Paddy Power wins bet shop court fight with Newham Council

paddy-power-newham-council-victoryTo the surprise of some UK residents, the sun rose in the east as usual on Tuesday morning, contradicting the apocalyptic claims that accompanied Monday’s court ruling preventing Newham Council from blocking the installation of a new Paddy Power betting shop. The Council made headlines in February by rejecting the Irish bookies’ bet shop application based on claims that more than half the shop’s revenue would come from fixed-odds betting terminals (FOBTs). The Council had argued that this contravened a 2005 Gambling Act requirement for shops to earn at least half their revenue from “traditional” over-the-counter wagering.

Undaunted, Paddy appealed the Council’s ruling, and on Monday, Thames Magistrates’ Court sided with the bookies. District Judge Paul Goldspring rejected the Council’s argument that the addition of one more betting shop would cause Syria-like carnage to break out on the east London borough’s streets. Goldspring said the Council had failed to prove “that the granting of the license would not be reasonably consistent with the objective of preventing crime and disorder.” Goldspring found it “significant” that the local police hadn’t objected to the application and said that ‘in light of the evidence before me,” the Council’s rejection of Paddy’s application had been “wrong.”

Paddy was magnanimous in victory, pledging to donate the £33.9k in costs it was awarded via the decision to Newham charities and saying it remained committed to maintaining a “close working relationship and open dialogue” with all local councils.
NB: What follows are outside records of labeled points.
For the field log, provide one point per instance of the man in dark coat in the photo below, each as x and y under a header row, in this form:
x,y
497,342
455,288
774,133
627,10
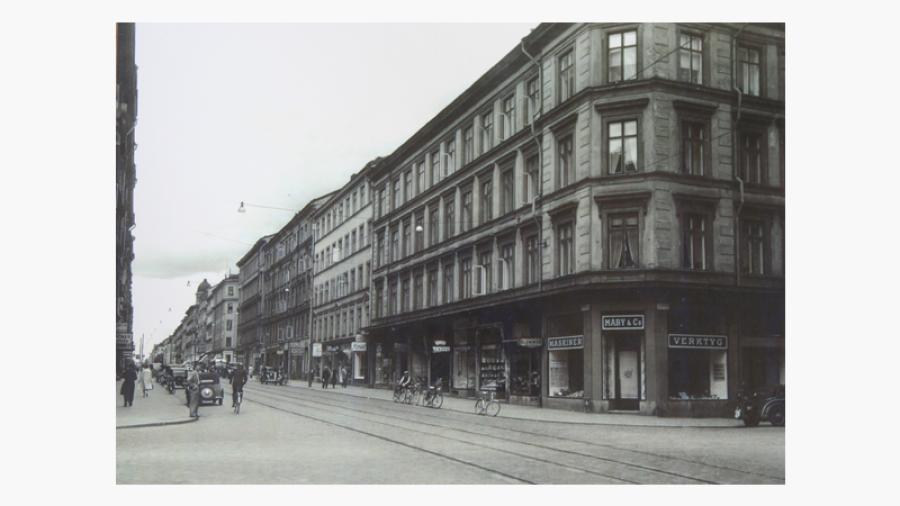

But Paddy also welcomed “the fact that the confusion surrounding primary activity has been clarified, with Newham conceding during the proceedings that the 2005 Gambling Act relates only to whether an operator provides genuine facilities for betting.”

Newham Council was understandably bummed, with Councilor Ian Corbett saying the ruling “exposed a serious problem” with the “toothless” 2005 Gambling Act, which “will not prevent the march of the high street bookmakers.” The Council hasn’t ruled out seeking a judicial review of Goldspring’s ruling. Tottenham Labour MP David Lammy criticized the ruling, saying it would act as a “red rag to bookmakers to go for it, and take the opportunity to move into high streets up and down the country in even bigger numbers.” Newham already has some 80 betting shops within its borders – the third highest rate in the country – but as it’s been pointed out, with one in eight high street shops already sitting vacant, bookies are only filling a void other retailers appear reluctant to enter.

The Newham v. Paddy tiff had been viewed as a test case by those staunchly opposed to the spread of FOBTs, which are the latest in a long line of technical innovations to be saddled with the ‘crack cocaine of gambling’ epithet. The Association of British Bookmakers (ABB) praised Goldspring’s ruling, saying it was based on “empirical evidence and common sense.”